Berry and the Rev. Chuck Lane, a deacon at Trinity Episcopal Church in Waterloo, agreed that the increased numbers of people in prison is a community issue, not just a racial issue. Lane said he’s studied the issue for years and found that 30 years ago, the state’s prison population was 2,810; 20 years ago, it increased to 5,692; and in 2005, it was 8,577.
That number today has decreased some. The Iowa Department of Corrections lists the total incarcerated as 8,096 people, and overcrowded by almost 9 percent. There’s another 30,822 in community-based corrections.
To get smart about imprisonment, for drug or other nonviolent crimes, several reform advocates argued for early intervention; more drug treatment options; and funding for alternative court systems, like drug and family courts.
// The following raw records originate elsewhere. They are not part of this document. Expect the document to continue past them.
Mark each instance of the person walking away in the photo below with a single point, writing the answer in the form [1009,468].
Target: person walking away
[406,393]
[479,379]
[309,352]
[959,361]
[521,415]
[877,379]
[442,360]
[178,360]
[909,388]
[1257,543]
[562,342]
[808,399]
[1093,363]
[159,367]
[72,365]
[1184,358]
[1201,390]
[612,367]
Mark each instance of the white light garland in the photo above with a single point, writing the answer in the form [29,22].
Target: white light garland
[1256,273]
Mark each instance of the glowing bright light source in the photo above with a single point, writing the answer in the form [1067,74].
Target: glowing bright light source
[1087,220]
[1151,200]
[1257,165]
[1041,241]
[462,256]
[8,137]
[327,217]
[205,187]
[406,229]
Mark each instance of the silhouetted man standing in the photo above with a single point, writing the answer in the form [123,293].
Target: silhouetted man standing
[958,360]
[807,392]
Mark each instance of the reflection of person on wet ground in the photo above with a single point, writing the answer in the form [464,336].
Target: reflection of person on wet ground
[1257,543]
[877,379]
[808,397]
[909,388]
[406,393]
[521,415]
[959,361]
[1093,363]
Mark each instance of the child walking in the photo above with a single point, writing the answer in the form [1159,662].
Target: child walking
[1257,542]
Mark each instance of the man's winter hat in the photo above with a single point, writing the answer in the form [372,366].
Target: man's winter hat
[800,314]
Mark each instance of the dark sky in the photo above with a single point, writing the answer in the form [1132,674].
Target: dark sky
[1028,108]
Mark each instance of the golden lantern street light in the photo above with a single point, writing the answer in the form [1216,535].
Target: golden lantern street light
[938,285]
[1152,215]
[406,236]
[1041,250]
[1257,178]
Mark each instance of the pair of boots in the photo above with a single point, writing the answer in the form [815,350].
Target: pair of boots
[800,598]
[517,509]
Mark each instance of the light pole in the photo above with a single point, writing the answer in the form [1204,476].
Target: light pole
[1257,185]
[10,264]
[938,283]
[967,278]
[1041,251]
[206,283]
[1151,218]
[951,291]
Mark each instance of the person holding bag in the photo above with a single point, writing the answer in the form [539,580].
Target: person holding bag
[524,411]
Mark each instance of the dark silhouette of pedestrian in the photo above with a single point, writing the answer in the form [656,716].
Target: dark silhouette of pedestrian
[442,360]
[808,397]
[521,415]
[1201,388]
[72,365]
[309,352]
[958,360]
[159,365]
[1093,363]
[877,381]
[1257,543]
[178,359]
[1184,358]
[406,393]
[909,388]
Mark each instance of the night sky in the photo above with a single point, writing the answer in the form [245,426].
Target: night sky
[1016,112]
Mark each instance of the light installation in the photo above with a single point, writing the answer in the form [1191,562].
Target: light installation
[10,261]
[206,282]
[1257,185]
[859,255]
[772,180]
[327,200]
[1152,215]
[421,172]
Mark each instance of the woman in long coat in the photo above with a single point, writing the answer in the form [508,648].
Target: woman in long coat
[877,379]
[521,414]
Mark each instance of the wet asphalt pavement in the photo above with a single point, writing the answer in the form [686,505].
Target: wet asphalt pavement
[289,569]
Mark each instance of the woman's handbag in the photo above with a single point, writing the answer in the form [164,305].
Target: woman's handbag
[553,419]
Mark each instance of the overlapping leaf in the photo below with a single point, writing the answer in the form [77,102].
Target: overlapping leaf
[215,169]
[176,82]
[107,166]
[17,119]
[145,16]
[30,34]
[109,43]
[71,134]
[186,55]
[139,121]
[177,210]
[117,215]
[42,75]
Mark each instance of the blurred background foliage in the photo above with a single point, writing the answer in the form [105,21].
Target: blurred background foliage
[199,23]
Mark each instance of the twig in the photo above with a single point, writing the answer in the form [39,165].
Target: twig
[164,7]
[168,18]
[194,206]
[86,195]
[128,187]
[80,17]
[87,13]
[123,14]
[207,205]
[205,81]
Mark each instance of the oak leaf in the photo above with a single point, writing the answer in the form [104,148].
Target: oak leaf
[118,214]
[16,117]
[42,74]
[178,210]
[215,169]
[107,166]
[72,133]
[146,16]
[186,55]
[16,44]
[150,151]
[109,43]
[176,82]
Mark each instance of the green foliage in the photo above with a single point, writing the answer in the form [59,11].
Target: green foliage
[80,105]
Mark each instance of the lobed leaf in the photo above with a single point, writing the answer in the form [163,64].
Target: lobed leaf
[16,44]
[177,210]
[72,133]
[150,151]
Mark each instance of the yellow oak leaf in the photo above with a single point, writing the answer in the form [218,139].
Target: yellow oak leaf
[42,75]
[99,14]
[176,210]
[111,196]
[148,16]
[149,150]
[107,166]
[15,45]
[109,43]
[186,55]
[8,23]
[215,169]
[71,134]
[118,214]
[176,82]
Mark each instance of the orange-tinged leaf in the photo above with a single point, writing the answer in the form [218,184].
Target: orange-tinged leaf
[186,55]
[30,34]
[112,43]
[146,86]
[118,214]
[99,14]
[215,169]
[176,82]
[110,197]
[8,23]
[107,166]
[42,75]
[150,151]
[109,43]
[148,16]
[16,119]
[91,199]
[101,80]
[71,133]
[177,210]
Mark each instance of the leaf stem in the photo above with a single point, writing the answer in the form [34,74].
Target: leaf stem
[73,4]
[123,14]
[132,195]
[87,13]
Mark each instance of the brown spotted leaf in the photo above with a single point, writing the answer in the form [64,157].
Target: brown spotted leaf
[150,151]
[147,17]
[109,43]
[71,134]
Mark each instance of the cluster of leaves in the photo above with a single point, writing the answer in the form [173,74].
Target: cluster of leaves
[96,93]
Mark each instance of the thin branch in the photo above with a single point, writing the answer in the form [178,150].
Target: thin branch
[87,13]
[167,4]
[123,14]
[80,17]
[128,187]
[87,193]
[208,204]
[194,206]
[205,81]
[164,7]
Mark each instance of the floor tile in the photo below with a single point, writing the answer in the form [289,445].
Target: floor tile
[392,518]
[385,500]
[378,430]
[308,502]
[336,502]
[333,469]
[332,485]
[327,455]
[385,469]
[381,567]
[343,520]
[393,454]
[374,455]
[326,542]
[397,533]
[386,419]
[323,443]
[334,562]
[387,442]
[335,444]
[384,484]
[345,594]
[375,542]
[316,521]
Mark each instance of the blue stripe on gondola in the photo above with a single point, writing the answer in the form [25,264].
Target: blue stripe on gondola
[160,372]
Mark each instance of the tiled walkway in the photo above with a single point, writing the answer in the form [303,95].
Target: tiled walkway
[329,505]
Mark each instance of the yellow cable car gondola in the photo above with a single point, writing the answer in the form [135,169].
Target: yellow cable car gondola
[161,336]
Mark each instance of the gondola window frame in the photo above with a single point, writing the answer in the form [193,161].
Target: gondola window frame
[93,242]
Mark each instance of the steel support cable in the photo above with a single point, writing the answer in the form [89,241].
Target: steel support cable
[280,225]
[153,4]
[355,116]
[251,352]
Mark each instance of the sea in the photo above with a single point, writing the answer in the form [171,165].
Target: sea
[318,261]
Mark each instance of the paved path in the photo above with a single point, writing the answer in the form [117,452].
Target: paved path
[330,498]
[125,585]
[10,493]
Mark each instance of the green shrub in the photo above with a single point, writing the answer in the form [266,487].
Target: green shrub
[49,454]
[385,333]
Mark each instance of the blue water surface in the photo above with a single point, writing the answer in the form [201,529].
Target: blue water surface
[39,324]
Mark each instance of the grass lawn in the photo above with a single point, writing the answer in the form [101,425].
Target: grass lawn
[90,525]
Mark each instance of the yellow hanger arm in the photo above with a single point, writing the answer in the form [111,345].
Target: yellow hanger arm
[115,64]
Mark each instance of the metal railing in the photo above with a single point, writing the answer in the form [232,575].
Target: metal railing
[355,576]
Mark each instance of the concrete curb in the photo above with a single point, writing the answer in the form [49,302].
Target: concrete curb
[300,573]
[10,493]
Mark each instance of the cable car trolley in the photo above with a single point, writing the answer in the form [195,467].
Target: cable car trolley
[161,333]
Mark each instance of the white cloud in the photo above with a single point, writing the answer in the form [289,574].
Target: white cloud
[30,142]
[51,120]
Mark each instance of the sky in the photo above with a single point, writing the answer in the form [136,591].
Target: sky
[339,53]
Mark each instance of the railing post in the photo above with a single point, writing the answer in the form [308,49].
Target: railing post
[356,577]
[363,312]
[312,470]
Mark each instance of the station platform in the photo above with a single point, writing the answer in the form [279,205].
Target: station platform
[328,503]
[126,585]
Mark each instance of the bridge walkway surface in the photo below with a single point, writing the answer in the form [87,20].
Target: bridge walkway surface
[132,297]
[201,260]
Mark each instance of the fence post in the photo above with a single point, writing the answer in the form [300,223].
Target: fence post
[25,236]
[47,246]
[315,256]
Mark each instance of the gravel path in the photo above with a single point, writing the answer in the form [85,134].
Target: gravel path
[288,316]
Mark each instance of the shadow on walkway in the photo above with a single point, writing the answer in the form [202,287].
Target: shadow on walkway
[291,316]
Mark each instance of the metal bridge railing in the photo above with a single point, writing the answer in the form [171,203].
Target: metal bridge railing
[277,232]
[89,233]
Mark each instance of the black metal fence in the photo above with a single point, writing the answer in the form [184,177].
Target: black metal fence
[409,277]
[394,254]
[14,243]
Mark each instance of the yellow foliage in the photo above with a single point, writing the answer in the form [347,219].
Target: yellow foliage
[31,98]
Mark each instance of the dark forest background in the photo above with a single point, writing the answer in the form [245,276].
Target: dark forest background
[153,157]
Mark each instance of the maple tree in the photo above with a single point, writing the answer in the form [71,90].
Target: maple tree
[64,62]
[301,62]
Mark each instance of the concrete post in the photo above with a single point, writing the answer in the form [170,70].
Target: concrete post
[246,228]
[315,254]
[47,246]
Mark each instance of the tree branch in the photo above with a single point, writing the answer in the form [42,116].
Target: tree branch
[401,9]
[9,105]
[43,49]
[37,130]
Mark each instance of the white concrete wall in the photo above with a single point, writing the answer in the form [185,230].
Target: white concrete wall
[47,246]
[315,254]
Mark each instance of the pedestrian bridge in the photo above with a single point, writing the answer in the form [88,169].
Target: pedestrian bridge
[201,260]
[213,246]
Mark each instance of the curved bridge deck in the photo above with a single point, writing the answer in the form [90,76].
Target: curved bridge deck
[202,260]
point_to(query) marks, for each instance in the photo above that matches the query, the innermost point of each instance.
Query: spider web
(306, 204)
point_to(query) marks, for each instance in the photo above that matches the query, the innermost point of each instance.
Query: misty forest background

State Sen. Bill Dotzler, D-Waterloo, mentioned the impact of the closure of the Iowa Juvenile Home in Toledo, saying it was a placement of last resort for many young women in the state. He said he disagreed with Republican Gov. Terry Branstad’s decision to close the home and rejected the idea that the lawmakers who sponsored a bill to reopen the facility, himself included, care more about the building than the young women in it.
He earned some applause for suggesting that young women in the state should have a facility much like young men do at the State Training School in Eldora.
State Rep. Sandy Salmon, R-Janesville, said she appreciated the opportunity to hear from the IJH workers during a hearing at the Capitol last week, as well as the opportunity to visit with young women who had spent time at the facility.
On medical marijuana, Dotzler said a bill legalizing the drug for medicinal purposes would not pass the Legislature this year. He said, however, he now supports such legislation, after seeing it help a friend who passed away with cancer. Berry did not take a stance on it at the forum, though she noted that it helped her brother, as well.
Salmon, pointing to negative consequences of its uses in general, said she doesn’t see that the Legislature would want to consider legalization of any kind.